Nada más contrario al espíritu navideño que los choques, fricciones y otras actitudes que abundan en la política nacional en este final de año. El normal debate político se ha visto empañado por enfrentamientos y afirmaciones que, además de dificultar consensos en temas fundamentales, tienen efecto dañino en las relaciones internacionales y la imagen de Colombia.
No se ha reflexionado suficientemente sobre la reciente reunión de la Comisión Asesora de Relaciones Exteriores y la inconveniencia de que pugnacidades personales en la política local, como las que allí se dieron, contaminen la política externa. Los ex presidentes encarnan la institucionalidad y la unidad, y su presencia en la Comisión refleja la necesidad de construir consensos alrededor de una política exterior de Estado, con continuidad a largo plazo y respaldada por todas las fuerzas políticas. De allí que sea preocupante el enfrentamiento, sin precedente, entre el Presidente y sus antecesores en torno al acuerdo humanitario, en un escenario como este.
Los tiempos que corren no son propiamente los más tranquilos en el frente externo. Las relaciones con Venezuela están en su punto más bajo en muchos años: los presidentes Uribe y Chávez no pueden ni verse. El conflicto con Nicaragua entra en su fase definitiva en la Corte Internacional de La Haya, con riesgos para la jurisdicción marítima del país en el Caribe. El presidente de Ecuador, Rafael Correa, se apresta a abrir otro pleito con Colombia en esa misma Corte, contra la fumigación aérea de coca en el área fronteriza.

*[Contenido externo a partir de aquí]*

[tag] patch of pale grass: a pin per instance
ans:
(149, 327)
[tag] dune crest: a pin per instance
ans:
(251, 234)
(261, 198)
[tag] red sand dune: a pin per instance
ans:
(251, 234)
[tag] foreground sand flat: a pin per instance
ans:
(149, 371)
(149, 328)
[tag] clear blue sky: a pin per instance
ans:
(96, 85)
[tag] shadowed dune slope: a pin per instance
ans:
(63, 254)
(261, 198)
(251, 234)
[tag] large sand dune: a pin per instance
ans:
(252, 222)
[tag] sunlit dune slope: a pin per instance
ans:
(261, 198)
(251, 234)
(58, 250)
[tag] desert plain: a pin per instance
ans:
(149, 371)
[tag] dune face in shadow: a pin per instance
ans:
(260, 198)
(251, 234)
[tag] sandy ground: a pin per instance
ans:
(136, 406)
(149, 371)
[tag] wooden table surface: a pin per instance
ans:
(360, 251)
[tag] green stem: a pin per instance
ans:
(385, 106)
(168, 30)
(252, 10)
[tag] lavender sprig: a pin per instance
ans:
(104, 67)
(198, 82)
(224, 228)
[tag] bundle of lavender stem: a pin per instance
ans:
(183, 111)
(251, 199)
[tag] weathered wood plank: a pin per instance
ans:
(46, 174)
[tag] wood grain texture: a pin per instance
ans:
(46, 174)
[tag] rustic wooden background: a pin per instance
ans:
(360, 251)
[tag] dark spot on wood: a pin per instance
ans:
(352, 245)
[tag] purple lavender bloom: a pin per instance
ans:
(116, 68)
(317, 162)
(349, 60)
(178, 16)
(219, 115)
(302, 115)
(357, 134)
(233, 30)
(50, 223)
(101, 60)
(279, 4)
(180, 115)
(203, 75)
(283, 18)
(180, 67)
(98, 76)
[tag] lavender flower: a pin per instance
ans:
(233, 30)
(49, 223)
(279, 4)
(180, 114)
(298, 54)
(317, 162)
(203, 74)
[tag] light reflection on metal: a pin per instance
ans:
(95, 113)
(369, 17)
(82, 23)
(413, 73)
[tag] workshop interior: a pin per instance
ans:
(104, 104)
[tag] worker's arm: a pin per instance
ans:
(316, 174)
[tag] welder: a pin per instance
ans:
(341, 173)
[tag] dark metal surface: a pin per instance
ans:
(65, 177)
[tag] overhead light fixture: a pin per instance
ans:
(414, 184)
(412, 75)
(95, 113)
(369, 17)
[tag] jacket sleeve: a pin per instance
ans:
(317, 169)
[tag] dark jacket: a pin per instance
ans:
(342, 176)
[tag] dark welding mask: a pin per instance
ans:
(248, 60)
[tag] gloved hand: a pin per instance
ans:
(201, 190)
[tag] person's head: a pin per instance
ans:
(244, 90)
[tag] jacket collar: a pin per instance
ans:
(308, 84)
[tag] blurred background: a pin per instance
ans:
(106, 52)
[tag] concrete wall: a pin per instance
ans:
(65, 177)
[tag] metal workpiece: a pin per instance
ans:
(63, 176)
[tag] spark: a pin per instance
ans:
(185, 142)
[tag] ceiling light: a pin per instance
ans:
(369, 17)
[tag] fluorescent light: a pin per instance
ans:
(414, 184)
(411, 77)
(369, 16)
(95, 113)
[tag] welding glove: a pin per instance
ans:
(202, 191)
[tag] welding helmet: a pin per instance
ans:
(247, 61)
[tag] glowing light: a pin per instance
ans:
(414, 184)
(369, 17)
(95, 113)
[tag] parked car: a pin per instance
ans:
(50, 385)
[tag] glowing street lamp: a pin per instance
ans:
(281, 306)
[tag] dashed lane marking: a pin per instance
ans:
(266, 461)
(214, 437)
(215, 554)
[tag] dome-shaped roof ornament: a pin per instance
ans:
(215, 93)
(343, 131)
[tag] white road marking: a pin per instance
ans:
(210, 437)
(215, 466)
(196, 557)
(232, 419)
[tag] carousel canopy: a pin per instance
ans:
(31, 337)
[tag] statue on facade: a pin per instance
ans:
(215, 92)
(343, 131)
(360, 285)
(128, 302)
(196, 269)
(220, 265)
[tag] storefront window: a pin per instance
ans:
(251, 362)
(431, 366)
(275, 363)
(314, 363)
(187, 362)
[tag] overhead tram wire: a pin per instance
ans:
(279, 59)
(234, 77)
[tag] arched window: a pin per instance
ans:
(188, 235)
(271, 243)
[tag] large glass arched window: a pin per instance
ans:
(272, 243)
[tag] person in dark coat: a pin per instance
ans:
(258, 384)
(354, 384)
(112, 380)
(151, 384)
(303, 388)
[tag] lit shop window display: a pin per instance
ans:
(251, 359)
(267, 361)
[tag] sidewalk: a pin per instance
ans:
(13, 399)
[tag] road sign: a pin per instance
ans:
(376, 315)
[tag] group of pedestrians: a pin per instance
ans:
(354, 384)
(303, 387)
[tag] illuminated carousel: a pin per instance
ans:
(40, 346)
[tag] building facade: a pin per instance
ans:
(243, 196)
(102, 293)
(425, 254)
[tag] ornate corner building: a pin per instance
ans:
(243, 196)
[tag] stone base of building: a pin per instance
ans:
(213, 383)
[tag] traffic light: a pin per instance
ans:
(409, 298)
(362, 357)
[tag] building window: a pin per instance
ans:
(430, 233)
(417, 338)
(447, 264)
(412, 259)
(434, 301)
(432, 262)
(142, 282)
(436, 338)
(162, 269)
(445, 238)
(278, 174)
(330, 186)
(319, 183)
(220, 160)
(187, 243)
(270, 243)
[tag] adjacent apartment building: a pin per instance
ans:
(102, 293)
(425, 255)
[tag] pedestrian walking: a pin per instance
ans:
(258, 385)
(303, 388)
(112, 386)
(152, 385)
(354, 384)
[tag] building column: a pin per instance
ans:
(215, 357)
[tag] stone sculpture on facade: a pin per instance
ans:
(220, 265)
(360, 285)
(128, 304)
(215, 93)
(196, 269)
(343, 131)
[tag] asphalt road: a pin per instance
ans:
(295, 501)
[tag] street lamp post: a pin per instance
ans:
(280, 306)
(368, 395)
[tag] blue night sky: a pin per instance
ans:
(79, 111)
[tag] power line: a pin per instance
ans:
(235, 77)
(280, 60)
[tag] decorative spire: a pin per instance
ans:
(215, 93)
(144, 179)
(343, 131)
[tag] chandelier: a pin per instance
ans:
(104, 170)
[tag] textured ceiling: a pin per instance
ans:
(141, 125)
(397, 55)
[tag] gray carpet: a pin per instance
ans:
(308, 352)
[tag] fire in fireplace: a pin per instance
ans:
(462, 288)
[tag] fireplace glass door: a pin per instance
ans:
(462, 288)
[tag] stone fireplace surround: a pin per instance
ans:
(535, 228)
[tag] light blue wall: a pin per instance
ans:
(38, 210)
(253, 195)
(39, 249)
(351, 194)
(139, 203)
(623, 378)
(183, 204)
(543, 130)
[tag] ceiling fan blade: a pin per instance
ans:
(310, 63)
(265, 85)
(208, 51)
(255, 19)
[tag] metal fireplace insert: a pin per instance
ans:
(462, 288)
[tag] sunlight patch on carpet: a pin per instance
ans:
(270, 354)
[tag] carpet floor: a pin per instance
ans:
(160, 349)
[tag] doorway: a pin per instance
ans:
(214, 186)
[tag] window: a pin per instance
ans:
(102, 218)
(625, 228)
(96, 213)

En Estados Unidos, la relación especial de los últimos años se encuentra en proceso de redefinición: esta semana se disminuyeron los montos y se modificó la composición de la ayuda contemplada en el Plan Colombia, y en un acto tan extravagante como injusto, el Congreso de ese país aprobó el TLC con Perú y postergó el de Colombia, su mejor aliado en la región.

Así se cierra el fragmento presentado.